On Sat, Jan 5, 2013 at 10:49 PM, <gau...@rcorp.co.in> wrote:
First off let me just say jsDoc Rocks! Its way better than sphinx, doxygen etc etc.

At our organisation (www.rcorp.co.in) we started off with off-hand js with jQuery and used jsDoc Toolkit v2 (http://code.google.com/p/jsdoc-toolkit/). Our applications grew bigger and bigger and we started to design our own template for jsDoc. Infact, we were even considering making a Web 2.0 product related to online documentation using jsDoc.

Now we've switched to Dojo from jQuery as the sizes of our client side web apps has grown massive. Also, we have an independent division working on php (WordPress). With jsDoc Toolkit v2 we used custom tags to document phpdoc style tags for our PHP projects, with the -x attribute...

jsDoc3 is now being developed but I don't see an option whereby we can use it to document PHP code as well. WordPress Core is littered with phpdoc tags
but... phpdoc, well, sucks!

The dojo toolkit has its own api (beautiful) that is also generated via a different form of jsdoc viz this. To make our code compatible to the Dojo Toolkit we have to generate an XML like so. Notice <parameter> <description> <argument> <return-type>.

At an organisational level, irrespective of language we want to have a unified documentation standard as far as possible. Because we use Dojo and WordPress, Bootstrap and other frameworks, we can't rewrite the documentation of the core files of any framework. jsDoc v2 enabled us to create custom tags and custom output to overcome all these challenges. 

The opportunity of interoperability with v2 was beautiful...

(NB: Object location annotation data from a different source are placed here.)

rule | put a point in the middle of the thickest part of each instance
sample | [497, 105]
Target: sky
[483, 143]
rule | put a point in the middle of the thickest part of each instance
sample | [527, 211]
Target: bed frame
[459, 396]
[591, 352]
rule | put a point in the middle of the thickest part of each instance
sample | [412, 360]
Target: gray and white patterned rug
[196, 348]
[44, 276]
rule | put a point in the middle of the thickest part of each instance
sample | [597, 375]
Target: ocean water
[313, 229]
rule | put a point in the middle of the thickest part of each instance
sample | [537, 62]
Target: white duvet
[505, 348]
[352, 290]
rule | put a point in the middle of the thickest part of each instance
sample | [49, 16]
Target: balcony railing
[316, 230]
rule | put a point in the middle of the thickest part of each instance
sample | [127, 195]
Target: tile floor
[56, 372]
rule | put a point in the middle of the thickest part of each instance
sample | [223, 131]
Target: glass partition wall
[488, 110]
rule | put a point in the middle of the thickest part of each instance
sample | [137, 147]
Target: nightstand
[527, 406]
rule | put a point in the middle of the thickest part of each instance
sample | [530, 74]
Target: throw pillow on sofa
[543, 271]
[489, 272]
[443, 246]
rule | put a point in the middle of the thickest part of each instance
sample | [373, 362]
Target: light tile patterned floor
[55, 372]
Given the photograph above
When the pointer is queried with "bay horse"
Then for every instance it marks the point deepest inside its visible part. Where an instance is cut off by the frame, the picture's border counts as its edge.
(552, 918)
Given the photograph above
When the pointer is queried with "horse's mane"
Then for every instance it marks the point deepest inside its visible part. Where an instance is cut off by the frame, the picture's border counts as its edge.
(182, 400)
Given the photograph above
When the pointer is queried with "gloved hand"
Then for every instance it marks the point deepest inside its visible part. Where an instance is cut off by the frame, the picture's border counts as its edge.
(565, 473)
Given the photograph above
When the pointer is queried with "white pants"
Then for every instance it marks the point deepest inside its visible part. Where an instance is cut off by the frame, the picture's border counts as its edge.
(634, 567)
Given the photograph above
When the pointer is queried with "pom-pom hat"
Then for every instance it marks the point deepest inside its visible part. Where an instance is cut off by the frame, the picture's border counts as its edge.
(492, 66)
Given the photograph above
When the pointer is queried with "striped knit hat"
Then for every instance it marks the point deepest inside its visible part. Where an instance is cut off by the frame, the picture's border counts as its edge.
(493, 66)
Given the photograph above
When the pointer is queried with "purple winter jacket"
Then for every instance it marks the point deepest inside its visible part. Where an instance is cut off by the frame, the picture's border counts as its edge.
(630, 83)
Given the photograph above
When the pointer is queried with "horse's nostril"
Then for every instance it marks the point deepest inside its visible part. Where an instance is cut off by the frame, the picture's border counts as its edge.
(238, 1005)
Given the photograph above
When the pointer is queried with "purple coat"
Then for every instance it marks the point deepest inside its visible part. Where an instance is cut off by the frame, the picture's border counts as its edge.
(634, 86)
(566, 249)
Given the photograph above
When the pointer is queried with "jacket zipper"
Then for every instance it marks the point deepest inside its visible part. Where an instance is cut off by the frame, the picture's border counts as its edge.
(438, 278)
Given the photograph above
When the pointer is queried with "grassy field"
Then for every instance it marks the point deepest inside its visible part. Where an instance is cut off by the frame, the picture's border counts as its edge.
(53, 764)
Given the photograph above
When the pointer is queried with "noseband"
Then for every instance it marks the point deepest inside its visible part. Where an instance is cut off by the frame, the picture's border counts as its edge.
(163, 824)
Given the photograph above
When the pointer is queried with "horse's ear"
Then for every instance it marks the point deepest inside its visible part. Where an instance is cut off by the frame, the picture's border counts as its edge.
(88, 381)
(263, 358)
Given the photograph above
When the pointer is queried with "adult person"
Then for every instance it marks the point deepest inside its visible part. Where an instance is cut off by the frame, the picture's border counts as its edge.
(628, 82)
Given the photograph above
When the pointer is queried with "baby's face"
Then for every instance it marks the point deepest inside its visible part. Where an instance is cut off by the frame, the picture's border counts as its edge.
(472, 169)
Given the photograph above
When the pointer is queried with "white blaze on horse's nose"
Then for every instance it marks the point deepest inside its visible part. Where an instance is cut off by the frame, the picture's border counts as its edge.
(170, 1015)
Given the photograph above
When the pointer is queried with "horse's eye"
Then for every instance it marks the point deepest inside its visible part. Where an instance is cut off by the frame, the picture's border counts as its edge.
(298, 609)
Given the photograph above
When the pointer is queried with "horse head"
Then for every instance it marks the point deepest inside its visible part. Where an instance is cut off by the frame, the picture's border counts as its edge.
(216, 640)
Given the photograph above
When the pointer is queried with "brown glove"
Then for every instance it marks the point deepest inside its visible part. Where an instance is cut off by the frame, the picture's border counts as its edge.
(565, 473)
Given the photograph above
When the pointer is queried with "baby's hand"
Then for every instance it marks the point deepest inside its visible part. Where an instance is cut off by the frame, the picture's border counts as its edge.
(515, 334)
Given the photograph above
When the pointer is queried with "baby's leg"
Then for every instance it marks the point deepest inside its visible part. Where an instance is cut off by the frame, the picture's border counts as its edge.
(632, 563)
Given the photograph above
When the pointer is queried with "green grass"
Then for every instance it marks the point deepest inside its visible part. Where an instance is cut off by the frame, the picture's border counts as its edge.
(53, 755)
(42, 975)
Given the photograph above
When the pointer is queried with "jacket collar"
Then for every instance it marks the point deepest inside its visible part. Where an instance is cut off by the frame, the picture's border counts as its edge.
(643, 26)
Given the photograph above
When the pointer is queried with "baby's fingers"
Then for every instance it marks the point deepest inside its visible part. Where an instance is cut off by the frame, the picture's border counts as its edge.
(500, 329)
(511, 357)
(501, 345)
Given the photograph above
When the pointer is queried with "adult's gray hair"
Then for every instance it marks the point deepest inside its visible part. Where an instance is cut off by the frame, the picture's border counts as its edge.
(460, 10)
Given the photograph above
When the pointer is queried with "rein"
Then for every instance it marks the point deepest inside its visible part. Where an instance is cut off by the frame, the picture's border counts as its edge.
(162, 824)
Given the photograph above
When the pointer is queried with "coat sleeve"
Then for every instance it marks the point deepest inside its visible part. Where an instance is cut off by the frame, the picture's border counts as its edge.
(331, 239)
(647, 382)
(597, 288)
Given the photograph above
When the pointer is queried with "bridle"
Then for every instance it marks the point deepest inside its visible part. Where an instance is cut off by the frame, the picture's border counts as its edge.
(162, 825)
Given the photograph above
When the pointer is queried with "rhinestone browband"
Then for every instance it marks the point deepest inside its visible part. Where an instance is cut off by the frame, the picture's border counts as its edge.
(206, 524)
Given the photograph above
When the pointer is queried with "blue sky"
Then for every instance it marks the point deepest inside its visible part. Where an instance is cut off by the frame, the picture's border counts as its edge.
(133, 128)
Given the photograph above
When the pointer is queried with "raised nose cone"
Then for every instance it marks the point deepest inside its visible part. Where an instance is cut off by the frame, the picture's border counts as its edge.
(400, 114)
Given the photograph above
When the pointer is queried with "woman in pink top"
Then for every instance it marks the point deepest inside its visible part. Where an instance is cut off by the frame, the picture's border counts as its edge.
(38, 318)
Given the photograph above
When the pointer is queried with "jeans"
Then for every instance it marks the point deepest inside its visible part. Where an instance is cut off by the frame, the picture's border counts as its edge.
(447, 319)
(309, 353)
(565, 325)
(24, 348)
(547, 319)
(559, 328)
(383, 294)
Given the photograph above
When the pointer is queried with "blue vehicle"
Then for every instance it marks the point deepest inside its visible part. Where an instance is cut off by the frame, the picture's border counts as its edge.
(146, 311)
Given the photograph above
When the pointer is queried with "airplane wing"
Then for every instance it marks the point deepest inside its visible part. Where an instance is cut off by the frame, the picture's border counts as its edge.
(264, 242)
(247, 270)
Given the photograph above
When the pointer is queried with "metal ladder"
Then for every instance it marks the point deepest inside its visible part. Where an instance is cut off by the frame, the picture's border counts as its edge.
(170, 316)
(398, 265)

To sum up here are some of the questions I'd like to ask.
  1. What is the status of jsDoc Toolkit v2? Will it be actively developed?
  1. Will jsDoc3 be backwards compatible with jsDoc toolkit v2? In terms of creating templates for either as well as documented source code that works in v2?
  1. If not, will it at least support the same functionalities present in v2? Most specifically using it to document non JS code? If not, we can create a plugin so the entire PHPDoc community (PHP.net, WordPress, Joomla, Drupal etc.) and maybe later other languages can start using jsDoc?
  1. Is jsDoc able to produce an XML file like this? If not, any guidelines on how to go about building a plugin or something for it? If we are able to do this, the entire Dojo Community can start using jsDoc.
  1. What does jsDoc v2 lack generally? I know jsDoc3 adds lots of new tags, but are there any major structural changes in the way both of them work?
I'm sorry to bother the jsdoc community with such a long post. In my defence, once some of these questions are settled, our organisation plans to help out the community in terms of Templates, Plugins, Pull Requests and Issues. We were anyway making patches to jsDoc v2 before we found out its being superseded by jsDoc3.